[GSoC 2026] Improve the Lark-based LaTeX parser

28 views

Skip to first unread message

Stefania Mozacu

unread,

Feb 26, 2026, 2:20:04 PM (2 days ago) Feb 26

to sympy

Hi,

My name is Stefania Mozacu and I’m a third-year Computer Science and Engineering student at the Technical University of Cluj-Napoca.

I’ve been going through the blog posts about the Lark-based LaTeX parser rewrite and the current SymPy issues around it, and I found the project extremely interesting, especially the discussion around ambiguous expressions and the limitations of purely grammar-based parsing.

I’d love to pursue this idea for GSoC and contribute to improving the Lark parser towards becoming a robust drop-in replacement for the existing ANTLR-based implementation.

One direction that stood out to me is the unresolved ambiguity problems mentioned in the posts (for example distinguishing between function calls vs symbols in cases like f(x), or interpreting dx as a differential versus a variable or multiplication). Since these are context-sensitive cases that are difficult to solve at the CFG level, I was thinking about exploring a two-stage approach.
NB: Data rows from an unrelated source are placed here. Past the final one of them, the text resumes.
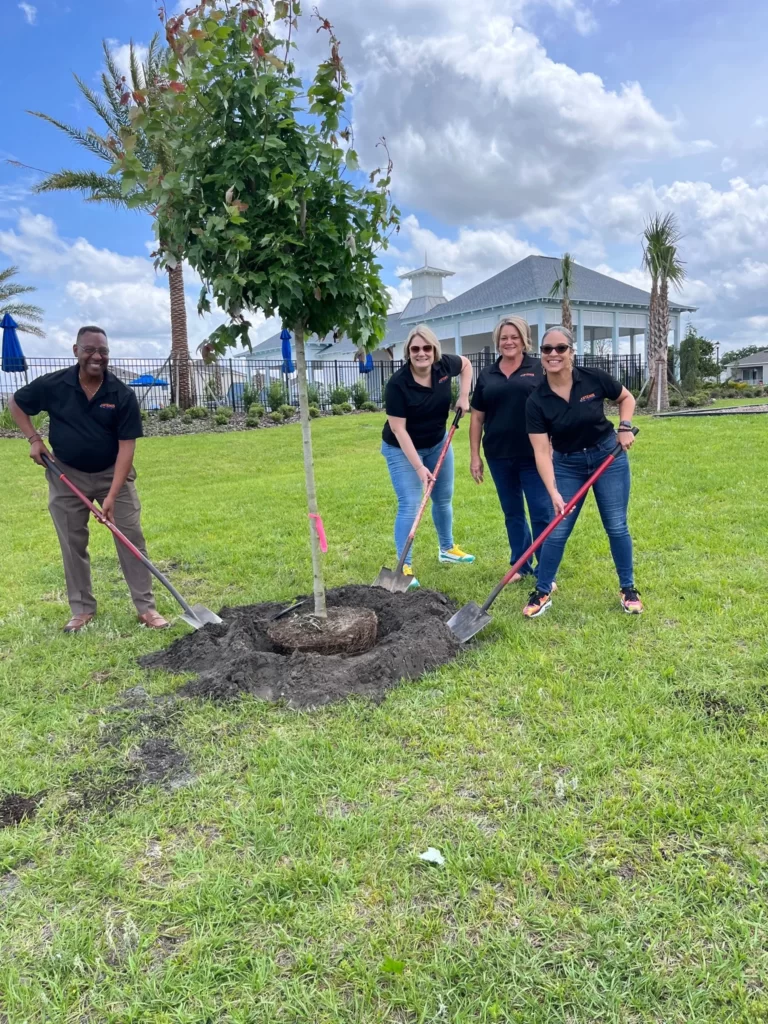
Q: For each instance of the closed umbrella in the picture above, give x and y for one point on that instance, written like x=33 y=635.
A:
x=12 y=358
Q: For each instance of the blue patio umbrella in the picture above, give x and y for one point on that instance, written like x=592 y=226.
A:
x=285 y=337
x=12 y=360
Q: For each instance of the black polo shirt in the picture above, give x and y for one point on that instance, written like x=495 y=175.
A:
x=581 y=422
x=503 y=400
x=424 y=409
x=83 y=433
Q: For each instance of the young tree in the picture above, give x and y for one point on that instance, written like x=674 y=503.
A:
x=660 y=259
x=113 y=109
x=27 y=315
x=261 y=199
x=561 y=290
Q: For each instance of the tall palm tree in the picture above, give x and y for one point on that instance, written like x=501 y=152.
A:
x=26 y=315
x=98 y=187
x=660 y=239
x=561 y=290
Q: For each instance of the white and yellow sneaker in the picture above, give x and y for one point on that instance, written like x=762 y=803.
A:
x=407 y=570
x=456 y=555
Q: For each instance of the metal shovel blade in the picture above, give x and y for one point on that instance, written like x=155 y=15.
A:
x=201 y=616
x=395 y=583
x=468 y=621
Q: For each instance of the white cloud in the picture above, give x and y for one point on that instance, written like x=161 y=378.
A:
x=30 y=12
x=480 y=121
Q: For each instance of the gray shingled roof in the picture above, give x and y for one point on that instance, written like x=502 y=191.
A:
x=531 y=280
x=758 y=359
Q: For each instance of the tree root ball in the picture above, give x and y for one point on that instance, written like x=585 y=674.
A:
x=252 y=652
x=346 y=631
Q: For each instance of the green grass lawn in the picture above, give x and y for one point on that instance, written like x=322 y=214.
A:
x=597 y=783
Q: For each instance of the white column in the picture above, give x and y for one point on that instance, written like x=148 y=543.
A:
x=580 y=332
x=541 y=326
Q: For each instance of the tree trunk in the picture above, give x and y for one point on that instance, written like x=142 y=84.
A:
x=567 y=320
x=311 y=495
x=179 y=341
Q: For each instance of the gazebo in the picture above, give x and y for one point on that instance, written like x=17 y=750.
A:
x=602 y=308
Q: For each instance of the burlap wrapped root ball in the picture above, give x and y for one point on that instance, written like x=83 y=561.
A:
x=346 y=631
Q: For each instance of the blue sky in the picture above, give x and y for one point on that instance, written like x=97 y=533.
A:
x=517 y=126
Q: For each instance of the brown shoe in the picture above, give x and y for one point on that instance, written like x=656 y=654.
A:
x=154 y=621
x=77 y=623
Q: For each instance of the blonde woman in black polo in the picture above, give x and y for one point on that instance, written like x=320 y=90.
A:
x=417 y=400
x=567 y=410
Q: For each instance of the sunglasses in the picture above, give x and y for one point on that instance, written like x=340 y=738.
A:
x=549 y=349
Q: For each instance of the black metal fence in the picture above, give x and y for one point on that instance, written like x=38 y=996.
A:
x=233 y=382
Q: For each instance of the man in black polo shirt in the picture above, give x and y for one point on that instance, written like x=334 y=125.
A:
x=94 y=423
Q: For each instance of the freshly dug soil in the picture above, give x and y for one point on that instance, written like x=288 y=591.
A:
x=238 y=656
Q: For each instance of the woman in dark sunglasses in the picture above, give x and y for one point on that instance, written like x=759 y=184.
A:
x=417 y=400
x=567 y=410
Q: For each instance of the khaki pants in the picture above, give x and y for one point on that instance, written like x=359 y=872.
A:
x=71 y=519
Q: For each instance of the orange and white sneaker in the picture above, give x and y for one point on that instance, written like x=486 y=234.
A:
x=538 y=604
x=631 y=602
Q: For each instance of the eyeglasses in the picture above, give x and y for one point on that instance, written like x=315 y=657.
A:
x=560 y=349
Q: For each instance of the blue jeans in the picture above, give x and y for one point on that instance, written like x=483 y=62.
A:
x=513 y=478
x=612 y=497
x=410 y=493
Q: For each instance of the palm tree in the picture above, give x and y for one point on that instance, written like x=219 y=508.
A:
x=98 y=187
x=561 y=290
x=25 y=313
x=660 y=259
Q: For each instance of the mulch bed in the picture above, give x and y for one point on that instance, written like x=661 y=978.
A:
x=238 y=656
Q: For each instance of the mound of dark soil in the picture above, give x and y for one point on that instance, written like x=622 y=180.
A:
x=238 y=656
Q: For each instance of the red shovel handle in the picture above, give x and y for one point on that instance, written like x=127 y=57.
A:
x=554 y=524
x=120 y=536
x=428 y=492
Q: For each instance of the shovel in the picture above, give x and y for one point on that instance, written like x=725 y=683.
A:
x=395 y=581
x=471 y=619
x=196 y=615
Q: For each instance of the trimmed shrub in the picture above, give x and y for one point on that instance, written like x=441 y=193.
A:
x=314 y=394
x=358 y=394
x=339 y=395
x=276 y=395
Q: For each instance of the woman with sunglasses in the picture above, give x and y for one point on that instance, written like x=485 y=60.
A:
x=499 y=417
x=568 y=411
x=417 y=400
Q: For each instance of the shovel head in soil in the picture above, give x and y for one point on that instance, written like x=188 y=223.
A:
x=199 y=615
x=393 y=581
x=467 y=622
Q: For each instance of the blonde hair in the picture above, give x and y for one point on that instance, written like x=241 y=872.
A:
x=523 y=329
x=426 y=334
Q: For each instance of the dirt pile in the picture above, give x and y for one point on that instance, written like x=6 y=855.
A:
x=238 y=656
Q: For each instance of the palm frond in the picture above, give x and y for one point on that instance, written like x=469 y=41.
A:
x=88 y=139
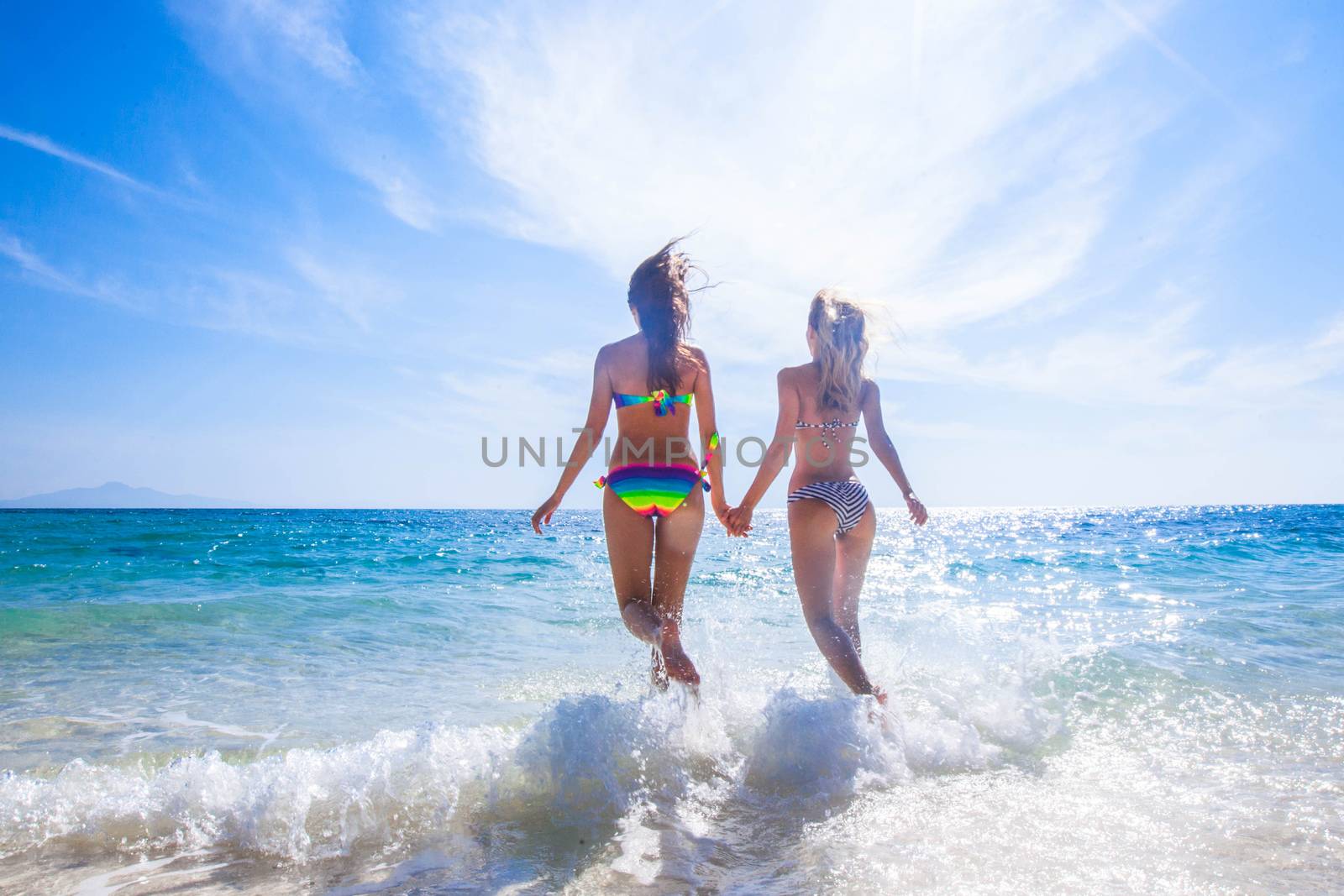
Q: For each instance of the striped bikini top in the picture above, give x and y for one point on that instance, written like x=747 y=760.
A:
x=662 y=401
x=830 y=427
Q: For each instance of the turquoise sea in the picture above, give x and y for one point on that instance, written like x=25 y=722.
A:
x=1088 y=700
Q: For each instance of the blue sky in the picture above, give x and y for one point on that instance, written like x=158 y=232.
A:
x=308 y=254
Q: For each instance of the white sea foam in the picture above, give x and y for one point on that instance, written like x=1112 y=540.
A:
x=588 y=761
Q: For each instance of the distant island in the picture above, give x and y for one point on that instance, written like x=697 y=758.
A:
x=118 y=496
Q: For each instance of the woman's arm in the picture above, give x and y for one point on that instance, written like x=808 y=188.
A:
x=703 y=391
x=886 y=452
x=600 y=409
x=774 y=457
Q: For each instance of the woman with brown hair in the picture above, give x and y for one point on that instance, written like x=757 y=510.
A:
x=652 y=508
x=831 y=519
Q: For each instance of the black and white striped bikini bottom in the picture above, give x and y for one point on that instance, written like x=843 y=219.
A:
x=847 y=499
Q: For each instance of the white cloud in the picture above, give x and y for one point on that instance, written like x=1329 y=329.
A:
x=309 y=29
x=54 y=149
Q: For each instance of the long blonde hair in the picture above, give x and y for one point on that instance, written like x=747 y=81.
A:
x=842 y=345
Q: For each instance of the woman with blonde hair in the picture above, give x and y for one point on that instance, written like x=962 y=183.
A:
x=652 y=508
x=831 y=520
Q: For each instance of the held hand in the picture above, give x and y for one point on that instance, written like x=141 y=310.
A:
x=543 y=513
x=739 y=520
x=917 y=510
x=721 y=511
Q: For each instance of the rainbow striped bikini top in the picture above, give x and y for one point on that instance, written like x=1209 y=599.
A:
x=662 y=401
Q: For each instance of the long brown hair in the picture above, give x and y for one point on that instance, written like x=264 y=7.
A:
x=663 y=301
x=842 y=345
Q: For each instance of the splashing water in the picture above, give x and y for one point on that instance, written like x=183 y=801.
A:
x=1115 y=700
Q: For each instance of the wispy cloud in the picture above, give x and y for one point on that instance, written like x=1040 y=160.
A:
x=307 y=29
x=51 y=148
x=806 y=154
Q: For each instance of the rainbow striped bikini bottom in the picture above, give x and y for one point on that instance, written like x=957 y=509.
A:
x=654 y=490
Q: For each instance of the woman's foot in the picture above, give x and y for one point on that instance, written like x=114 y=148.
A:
x=679 y=667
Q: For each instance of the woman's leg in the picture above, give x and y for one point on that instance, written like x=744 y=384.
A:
x=853 y=550
x=675 y=540
x=629 y=547
x=812 y=526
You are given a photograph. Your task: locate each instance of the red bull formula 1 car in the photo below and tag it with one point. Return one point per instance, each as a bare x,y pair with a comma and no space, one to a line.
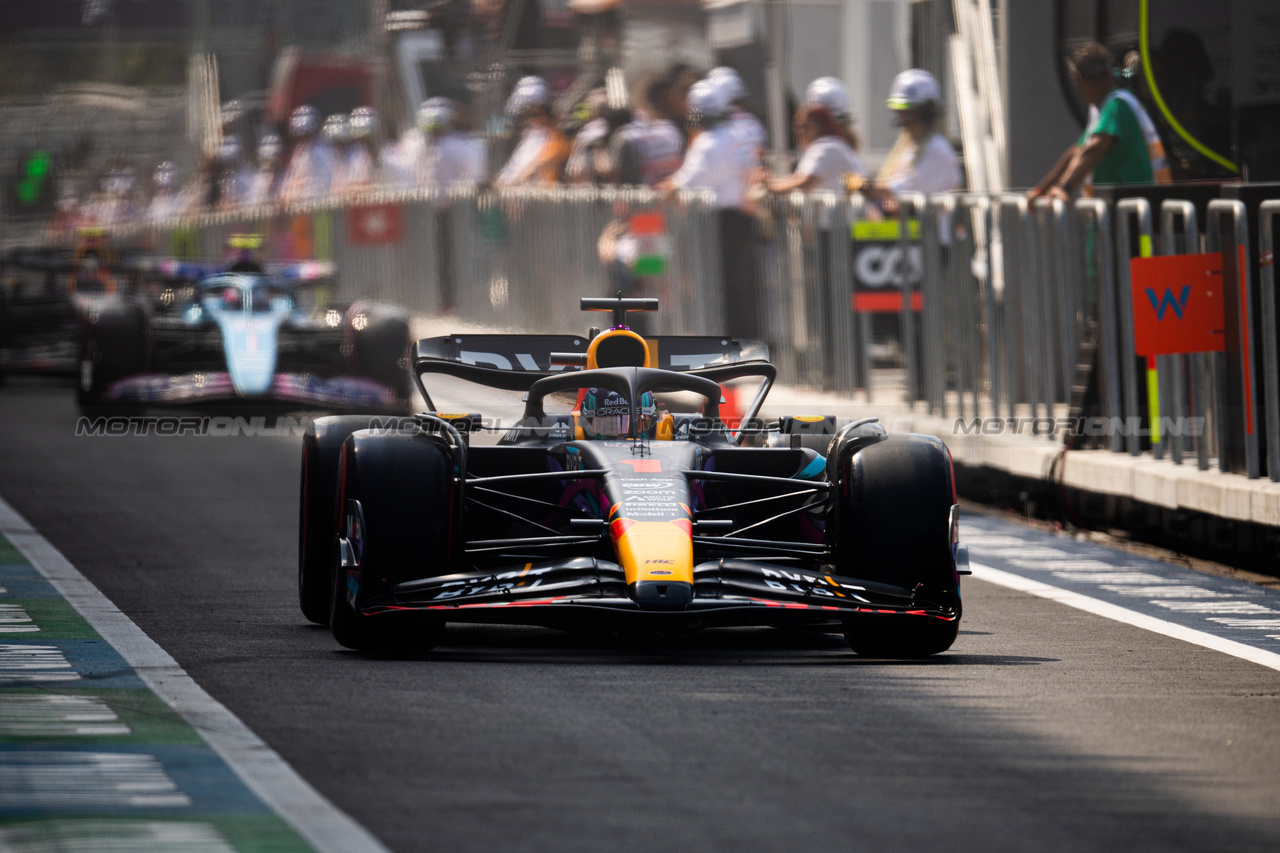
648,523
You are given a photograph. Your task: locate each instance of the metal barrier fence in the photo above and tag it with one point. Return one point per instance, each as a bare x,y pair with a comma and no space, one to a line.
961,304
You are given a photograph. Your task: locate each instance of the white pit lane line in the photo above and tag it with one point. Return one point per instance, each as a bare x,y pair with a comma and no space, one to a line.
272,780
1128,616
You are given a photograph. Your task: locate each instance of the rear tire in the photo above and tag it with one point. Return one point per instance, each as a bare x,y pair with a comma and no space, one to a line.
397,496
892,527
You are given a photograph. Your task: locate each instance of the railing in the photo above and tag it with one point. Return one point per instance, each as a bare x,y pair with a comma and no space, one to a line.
963,304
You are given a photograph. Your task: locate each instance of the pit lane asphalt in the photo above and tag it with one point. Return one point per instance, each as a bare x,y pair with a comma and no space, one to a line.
1043,726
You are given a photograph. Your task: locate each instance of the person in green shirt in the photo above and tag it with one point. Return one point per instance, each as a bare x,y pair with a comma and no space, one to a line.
1119,146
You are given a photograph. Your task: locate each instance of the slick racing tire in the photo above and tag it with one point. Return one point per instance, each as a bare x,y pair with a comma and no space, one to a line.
114,347
318,510
892,527
382,346
398,512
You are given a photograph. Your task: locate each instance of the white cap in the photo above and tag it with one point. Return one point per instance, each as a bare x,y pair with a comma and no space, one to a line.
730,80
337,128
912,89
304,121
165,174
530,91
269,149
435,112
229,150
708,99
831,94
364,122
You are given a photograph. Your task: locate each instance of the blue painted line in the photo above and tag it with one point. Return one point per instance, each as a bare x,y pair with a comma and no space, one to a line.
22,580
197,772
95,661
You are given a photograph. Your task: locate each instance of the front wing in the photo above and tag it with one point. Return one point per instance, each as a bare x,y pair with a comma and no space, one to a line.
586,592
287,388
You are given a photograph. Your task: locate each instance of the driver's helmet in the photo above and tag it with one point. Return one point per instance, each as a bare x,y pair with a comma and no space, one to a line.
608,414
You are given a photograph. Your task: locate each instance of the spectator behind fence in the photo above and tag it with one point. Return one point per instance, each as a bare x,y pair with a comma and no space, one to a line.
234,174
362,168
310,170
539,156
827,158
167,199
714,163
748,129
337,135
592,131
826,163
649,147
923,159
263,187
447,158
1119,146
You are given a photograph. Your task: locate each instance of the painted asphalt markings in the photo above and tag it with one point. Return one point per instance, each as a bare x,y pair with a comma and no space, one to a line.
16,620
119,656
35,664
114,836
1128,616
74,780
1214,612
54,715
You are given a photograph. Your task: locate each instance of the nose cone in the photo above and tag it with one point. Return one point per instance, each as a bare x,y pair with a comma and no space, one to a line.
658,561
248,343
659,594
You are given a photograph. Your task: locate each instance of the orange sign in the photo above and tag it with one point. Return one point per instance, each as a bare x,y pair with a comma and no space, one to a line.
374,224
1176,304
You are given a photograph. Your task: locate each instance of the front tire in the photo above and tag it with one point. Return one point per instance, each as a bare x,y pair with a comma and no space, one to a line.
319,511
398,523
892,527
115,342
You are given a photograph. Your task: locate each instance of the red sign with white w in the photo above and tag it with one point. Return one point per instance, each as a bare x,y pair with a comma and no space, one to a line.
1176,304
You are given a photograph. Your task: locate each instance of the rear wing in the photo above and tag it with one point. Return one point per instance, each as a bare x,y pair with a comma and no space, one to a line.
516,361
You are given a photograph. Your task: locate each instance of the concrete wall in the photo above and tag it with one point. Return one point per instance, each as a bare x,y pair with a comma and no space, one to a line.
1041,123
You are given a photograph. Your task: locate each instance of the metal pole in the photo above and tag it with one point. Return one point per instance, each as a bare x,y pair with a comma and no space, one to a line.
1270,356
1109,342
1238,328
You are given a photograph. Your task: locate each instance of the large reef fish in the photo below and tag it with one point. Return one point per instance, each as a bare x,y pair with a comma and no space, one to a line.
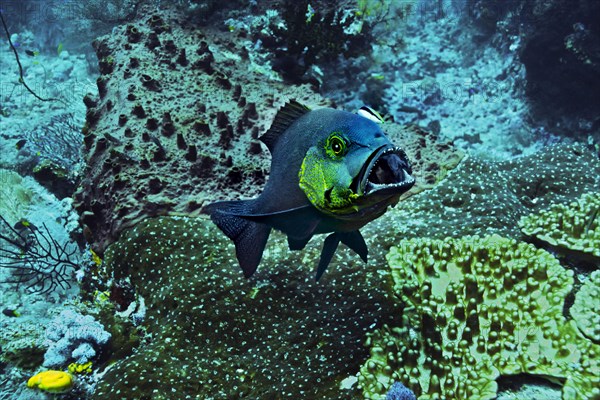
332,171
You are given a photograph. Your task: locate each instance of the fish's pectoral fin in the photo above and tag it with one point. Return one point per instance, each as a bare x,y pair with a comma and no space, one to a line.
249,237
329,247
297,244
356,242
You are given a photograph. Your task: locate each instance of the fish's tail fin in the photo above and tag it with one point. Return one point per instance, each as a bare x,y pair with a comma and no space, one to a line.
248,236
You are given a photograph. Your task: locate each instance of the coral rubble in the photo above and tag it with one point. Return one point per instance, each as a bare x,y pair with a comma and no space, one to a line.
478,308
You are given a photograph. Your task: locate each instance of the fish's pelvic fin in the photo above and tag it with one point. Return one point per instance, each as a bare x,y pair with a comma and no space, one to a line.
297,244
290,112
356,242
248,236
329,247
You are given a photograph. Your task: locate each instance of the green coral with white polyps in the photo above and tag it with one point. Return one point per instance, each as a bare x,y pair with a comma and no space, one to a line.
475,309
574,226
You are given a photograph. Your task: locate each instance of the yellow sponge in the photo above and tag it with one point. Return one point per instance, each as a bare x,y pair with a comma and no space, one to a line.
51,381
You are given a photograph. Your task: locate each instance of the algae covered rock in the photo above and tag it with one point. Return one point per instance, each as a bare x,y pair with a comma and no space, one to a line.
212,334
476,309
572,227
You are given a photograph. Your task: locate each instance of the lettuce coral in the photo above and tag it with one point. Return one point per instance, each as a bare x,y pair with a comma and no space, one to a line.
476,309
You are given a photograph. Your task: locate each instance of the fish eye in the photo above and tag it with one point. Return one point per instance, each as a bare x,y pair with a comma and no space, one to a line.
337,145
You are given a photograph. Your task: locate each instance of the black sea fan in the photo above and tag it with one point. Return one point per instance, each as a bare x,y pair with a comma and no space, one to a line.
36,259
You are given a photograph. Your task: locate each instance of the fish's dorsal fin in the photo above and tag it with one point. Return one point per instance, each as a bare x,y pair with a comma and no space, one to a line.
369,113
290,112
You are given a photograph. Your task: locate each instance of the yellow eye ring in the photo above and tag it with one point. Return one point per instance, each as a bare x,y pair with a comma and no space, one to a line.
336,145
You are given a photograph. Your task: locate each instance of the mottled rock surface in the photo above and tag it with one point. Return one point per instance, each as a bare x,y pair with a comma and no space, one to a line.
177,121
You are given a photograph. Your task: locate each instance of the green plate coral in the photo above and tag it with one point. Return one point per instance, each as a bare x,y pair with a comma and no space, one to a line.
586,309
575,227
476,309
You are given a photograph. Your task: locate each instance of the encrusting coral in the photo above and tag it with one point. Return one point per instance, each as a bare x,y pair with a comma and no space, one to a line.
574,227
479,308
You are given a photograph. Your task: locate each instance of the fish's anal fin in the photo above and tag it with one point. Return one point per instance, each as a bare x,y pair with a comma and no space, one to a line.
329,247
356,242
290,112
249,237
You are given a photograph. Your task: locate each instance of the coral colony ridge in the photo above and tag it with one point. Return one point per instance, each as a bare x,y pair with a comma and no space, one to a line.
434,164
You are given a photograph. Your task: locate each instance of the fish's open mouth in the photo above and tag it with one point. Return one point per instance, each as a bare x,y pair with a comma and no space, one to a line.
387,170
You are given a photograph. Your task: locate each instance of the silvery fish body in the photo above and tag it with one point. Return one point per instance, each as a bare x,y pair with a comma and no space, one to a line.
332,171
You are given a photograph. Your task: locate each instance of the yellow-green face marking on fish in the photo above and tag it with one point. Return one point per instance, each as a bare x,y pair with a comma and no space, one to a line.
324,176
331,172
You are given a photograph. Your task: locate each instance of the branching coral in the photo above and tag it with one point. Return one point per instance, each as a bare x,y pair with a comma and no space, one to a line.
575,227
480,308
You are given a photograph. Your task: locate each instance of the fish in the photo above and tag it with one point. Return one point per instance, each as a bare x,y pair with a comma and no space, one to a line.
332,172
20,144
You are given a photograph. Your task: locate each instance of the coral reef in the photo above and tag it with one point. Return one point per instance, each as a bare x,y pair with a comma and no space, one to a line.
217,335
400,392
478,308
572,228
73,337
175,102
482,197
586,308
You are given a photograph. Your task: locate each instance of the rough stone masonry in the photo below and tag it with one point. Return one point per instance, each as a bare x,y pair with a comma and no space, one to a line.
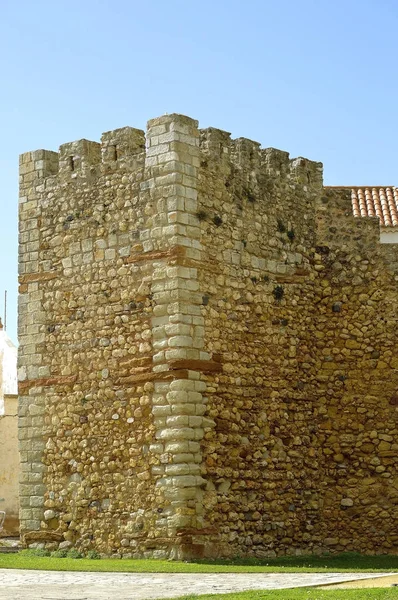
208,360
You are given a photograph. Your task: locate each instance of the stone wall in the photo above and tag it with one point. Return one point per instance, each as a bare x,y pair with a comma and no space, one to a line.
9,465
207,351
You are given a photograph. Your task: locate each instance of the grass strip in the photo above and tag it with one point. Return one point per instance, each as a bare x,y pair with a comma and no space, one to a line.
310,564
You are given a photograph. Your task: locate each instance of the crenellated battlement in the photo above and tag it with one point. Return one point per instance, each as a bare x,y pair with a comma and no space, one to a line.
121,148
206,360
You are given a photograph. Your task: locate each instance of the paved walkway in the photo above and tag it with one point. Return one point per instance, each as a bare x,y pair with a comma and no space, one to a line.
56,585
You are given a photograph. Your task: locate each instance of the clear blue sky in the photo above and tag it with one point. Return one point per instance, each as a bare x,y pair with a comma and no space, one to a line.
316,78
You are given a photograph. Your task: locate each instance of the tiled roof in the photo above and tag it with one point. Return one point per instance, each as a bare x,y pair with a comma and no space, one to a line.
381,202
The idea would be to let the Lark parser preserve ambiguity by producing multiple candidate parse trees where necessary, and then introduce a lightweight semantic resolution layer that selects the most consistent interpretation using SymPy’s symbolic reasoning and heuristics (for example expected patterns in integrals/derivatives, symbol consistency, or optional user hints). This could allow the parser to move beyond purely syntactic translation and handle real-world mathematical input more robustly.

From an implementation perspective, I imagine starting with a baseline that keeps compatibility with the current transformer pipeline, then adding a small abstraction for ambiguous nodes (or parse forests) and building a resolver that scores candidate interpretations and returns a final SymPy expression. The work could be incremental, beginning with specific ambiguity classes (function vs symbol, differential handling) and expanding based on test coverage and existing issues.

I’m very open to refining the scope based on what would be most useful for the project, so I’d really appreciate any feedback on whether this direction makes sense or if there are particular gaps you’d recommend focusing on.

Thank you, and I’d be happy to discuss further.

Best,
Stefania

https://www.linkedin.com/in/stefania-mozacu/

Aaron Meurer

unread,

Feb 26, 2026, 3:37:04 PM (2 days ago) Feb 26

to sy...@googlegroups.com

I'm not familiar with all the implementation details of the Lark
parser, but I think there are some good ideas here.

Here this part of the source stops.